VATICAN CITY – Executives from Facebook, Wikipedia and Google are attending a Vatican meeting to brief officials and Catholic bishops about the Internet and digital youth culture.
The symposium, which opened Thursday and runs through Sunday, also will address Internet copyright issues and hacking – including testimony from a young Swiss hacker and an Interpol cyber-crime official.
The meeting is being hosted by the European bishop’s media commission and is designed to delve into questions about what Internet culture means for the church’s mission and how the church communicates that mission to others.
Pope Benedict XVI has tried to bring the Vatican into the Internet age by launching a YouTube channel earlier this year. Officials say he also e-mails and surfs the Web.
But the Vatican’s online shortcomings have been woefully apparent.
Earlier this year, Benedict made clear he was disappointed that Vatican officials hadn’t done a simple Internet search to discover the Holocaust-denying comments of an ultraconservative bishop whose excommunication he had lifted.
The outrage over the rehabilitation of Bishop Richard Williamson, of the traditionalist Society of St.
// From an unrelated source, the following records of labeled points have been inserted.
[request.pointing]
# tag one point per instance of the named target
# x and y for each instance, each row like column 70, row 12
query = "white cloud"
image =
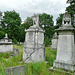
column 29, row 7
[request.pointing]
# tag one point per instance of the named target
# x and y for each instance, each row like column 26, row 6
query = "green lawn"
column 40, row 68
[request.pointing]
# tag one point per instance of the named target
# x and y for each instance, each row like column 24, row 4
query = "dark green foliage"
column 46, row 22
column 11, row 24
column 71, row 11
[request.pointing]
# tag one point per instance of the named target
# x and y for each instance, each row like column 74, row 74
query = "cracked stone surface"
column 34, row 50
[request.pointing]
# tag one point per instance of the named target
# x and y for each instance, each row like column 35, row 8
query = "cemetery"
column 37, row 47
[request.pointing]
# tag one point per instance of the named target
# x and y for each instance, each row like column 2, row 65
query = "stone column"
column 65, row 51
column 54, row 42
column 34, row 50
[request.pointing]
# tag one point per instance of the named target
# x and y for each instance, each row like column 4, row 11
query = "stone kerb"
column 17, row 70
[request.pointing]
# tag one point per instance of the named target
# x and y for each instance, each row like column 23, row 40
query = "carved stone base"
column 64, row 65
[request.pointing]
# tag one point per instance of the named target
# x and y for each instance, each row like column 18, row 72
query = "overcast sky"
column 27, row 8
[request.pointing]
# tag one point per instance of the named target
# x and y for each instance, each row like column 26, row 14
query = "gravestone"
column 54, row 42
column 66, row 50
column 6, row 44
column 18, row 70
column 14, row 52
column 34, row 49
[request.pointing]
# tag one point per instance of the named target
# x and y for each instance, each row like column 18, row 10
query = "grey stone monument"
column 65, row 51
column 34, row 50
column 6, row 44
column 54, row 42
column 17, row 70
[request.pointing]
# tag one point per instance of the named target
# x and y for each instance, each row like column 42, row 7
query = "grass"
column 39, row 68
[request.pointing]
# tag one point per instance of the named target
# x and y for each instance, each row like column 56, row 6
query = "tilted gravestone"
column 54, row 42
column 6, row 44
column 18, row 70
column 34, row 50
column 66, row 50
column 14, row 52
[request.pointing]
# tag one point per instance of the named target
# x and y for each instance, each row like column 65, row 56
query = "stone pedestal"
column 65, row 51
column 54, row 42
column 6, row 44
column 34, row 50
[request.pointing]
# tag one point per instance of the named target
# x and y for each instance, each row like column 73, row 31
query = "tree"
column 11, row 24
column 46, row 22
column 71, row 10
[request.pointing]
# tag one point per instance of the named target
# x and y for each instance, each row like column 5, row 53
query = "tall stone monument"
column 34, row 50
column 54, row 42
column 65, row 51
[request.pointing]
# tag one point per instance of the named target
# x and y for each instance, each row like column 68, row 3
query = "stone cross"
column 35, row 20
column 6, row 35
column 66, row 19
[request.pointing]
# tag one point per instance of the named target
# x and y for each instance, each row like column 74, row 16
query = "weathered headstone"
column 34, row 50
column 18, row 70
column 65, row 51
column 6, row 44
column 14, row 52
column 54, row 42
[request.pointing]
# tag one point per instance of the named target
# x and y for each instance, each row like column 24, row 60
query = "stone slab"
column 18, row 70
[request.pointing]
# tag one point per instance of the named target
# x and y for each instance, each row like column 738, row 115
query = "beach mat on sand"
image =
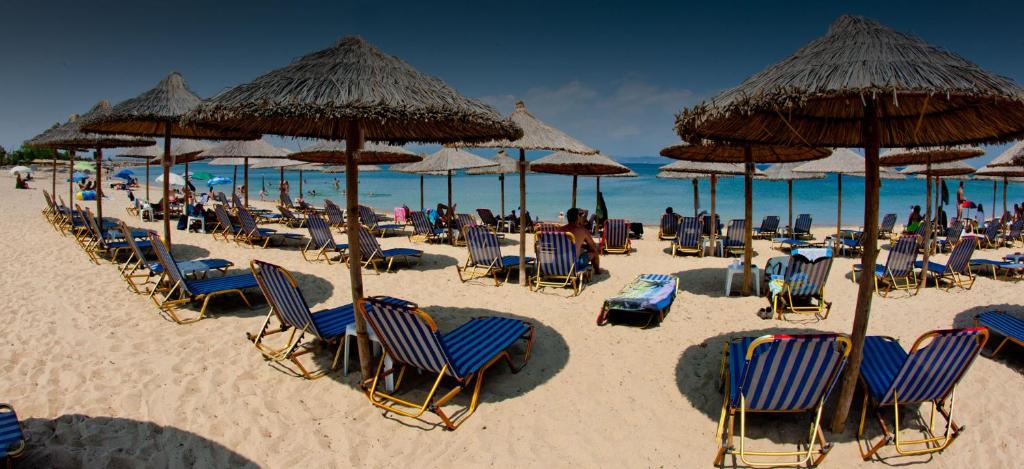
column 645, row 300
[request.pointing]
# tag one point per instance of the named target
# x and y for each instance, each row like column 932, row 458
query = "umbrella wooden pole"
column 748, row 217
column 353, row 143
column 166, row 205
column 865, row 290
column 522, row 217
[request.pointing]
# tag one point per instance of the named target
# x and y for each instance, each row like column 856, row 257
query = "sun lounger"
column 648, row 295
column 892, row 377
column 412, row 340
column 778, row 374
column 291, row 310
column 688, row 238
column 183, row 291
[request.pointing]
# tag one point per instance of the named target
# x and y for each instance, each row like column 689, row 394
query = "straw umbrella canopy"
column 536, row 135
column 352, row 91
column 240, row 152
column 863, row 85
column 72, row 137
column 506, row 165
column 446, row 161
column 576, row 165
column 158, row 113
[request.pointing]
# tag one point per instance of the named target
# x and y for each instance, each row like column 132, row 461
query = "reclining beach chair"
column 955, row 269
column 373, row 256
column 423, row 230
column 732, row 243
column 1011, row 328
column 558, row 264
column 891, row 377
column 803, row 289
column 615, row 237
column 252, row 235
column 898, row 271
column 778, row 374
column 485, row 256
column 137, row 262
column 184, row 291
column 768, row 229
column 688, row 238
column 411, row 339
column 669, row 225
column 11, row 438
column 369, row 219
column 290, row 309
column 335, row 217
column 322, row 241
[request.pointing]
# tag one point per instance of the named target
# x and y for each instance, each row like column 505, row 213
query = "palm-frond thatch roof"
column 537, row 135
column 723, row 153
column 71, row 136
column 951, row 168
column 320, row 94
column 921, row 156
column 925, row 95
column 333, row 152
column 505, row 165
column 157, row 112
column 572, row 164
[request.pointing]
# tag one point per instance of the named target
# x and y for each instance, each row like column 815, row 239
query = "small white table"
column 738, row 268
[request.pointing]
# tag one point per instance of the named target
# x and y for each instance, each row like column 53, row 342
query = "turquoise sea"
column 639, row 199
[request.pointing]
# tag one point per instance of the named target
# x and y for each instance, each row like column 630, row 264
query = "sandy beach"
column 100, row 379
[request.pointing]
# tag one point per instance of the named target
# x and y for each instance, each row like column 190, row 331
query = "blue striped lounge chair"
column 290, row 309
column 1011, row 328
column 485, row 256
column 184, row 291
column 768, row 228
column 558, row 264
column 422, row 229
column 615, row 237
column 956, row 270
column 667, row 228
column 898, row 271
column 688, row 238
column 778, row 374
column 252, row 235
column 929, row 373
column 369, row 219
column 225, row 228
column 137, row 265
column 411, row 339
column 373, row 256
column 732, row 243
column 322, row 243
column 335, row 217
column 804, row 284
column 802, row 227
column 11, row 438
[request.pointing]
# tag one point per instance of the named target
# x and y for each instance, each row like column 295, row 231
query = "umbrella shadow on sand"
column 78, row 440
column 549, row 356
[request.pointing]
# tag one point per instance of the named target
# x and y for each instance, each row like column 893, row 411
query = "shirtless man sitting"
column 576, row 226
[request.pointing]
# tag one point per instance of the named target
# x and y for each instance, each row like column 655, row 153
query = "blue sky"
column 610, row 75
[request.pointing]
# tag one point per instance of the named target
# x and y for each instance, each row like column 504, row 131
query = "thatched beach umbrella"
column 506, row 165
column 448, row 160
column 353, row 92
column 863, row 85
column 536, row 135
column 71, row 136
column 784, row 172
column 748, row 155
column 576, row 165
column 158, row 113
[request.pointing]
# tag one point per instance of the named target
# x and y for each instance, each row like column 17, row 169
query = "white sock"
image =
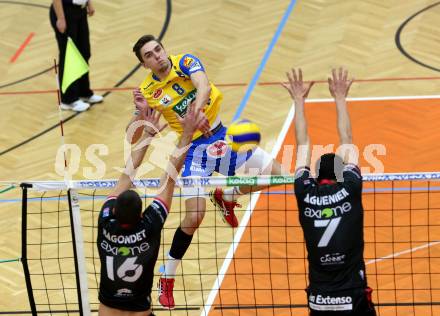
column 171, row 267
column 231, row 194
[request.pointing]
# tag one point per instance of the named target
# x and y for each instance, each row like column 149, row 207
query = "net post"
column 27, row 276
column 78, row 253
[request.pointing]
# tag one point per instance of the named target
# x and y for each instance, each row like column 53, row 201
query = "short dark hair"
column 329, row 166
column 141, row 42
column 128, row 208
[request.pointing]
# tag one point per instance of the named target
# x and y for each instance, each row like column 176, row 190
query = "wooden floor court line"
column 244, row 223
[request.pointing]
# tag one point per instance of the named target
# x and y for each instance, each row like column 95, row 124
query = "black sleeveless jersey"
column 331, row 216
column 128, row 256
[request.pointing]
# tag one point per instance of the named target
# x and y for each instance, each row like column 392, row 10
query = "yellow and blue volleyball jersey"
column 173, row 94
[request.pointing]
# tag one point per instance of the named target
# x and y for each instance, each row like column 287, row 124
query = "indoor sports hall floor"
column 389, row 46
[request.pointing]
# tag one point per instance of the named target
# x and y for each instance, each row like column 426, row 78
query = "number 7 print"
column 331, row 225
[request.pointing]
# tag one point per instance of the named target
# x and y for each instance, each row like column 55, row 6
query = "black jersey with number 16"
column 331, row 216
column 128, row 256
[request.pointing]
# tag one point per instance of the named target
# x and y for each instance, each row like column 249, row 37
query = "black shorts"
column 138, row 304
column 347, row 302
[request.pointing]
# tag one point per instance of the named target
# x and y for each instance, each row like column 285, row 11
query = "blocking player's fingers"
column 295, row 78
column 349, row 84
column 289, row 77
column 162, row 127
column 344, row 78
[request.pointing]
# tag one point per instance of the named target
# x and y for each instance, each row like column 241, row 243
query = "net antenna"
column 75, row 224
column 75, row 219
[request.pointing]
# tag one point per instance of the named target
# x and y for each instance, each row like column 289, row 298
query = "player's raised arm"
column 175, row 163
column 151, row 127
column 299, row 91
column 193, row 67
column 136, row 125
column 339, row 85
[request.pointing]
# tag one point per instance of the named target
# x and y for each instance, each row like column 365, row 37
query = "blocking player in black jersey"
column 330, row 210
column 129, row 239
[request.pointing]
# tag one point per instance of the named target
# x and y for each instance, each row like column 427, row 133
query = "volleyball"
column 243, row 135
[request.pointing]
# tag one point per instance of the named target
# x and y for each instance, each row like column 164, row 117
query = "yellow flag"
column 74, row 65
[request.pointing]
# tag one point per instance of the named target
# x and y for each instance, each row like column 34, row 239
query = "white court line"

Pius X, prompted Benedict to write a letter to his bishops admitting mistakes and saying that he had “learned the lesson” and that the Vatican would in the future pay greater attention to the Internet as a source of news.
The symposium, which is drawing about 100 participants from around Europe, could be seen as part of that effort.
Panels will discuss social networks, the Web generation, the church’s communication strategies, and whether the Internet is changing religious practices.
The Vatican’s top communications official, Archbishop Claudio Maria Celli, has said a key priority of the Catholic Church is to be able to use new technologies to spread its message, particularly to the young.
“Our dream in this global village created by new technologies is that the church and Jesus’ disciples can have their tent – Jesus’ tent – so that the attention of men and women who walk the streets of the world is turned toward it,” he said recently on Vatican Radio.
In that way, the Internet is just the latest means that the Vatican has used to spread its message, starting with parchment, printing press, radio and television.
Pope John Paul II used mass media and information technology to get out his message, overseeing the 1995 launch of the Vatican’s Web site which today includes virtual tours of the Vatican Museums and audio feeds from Vatican Radio.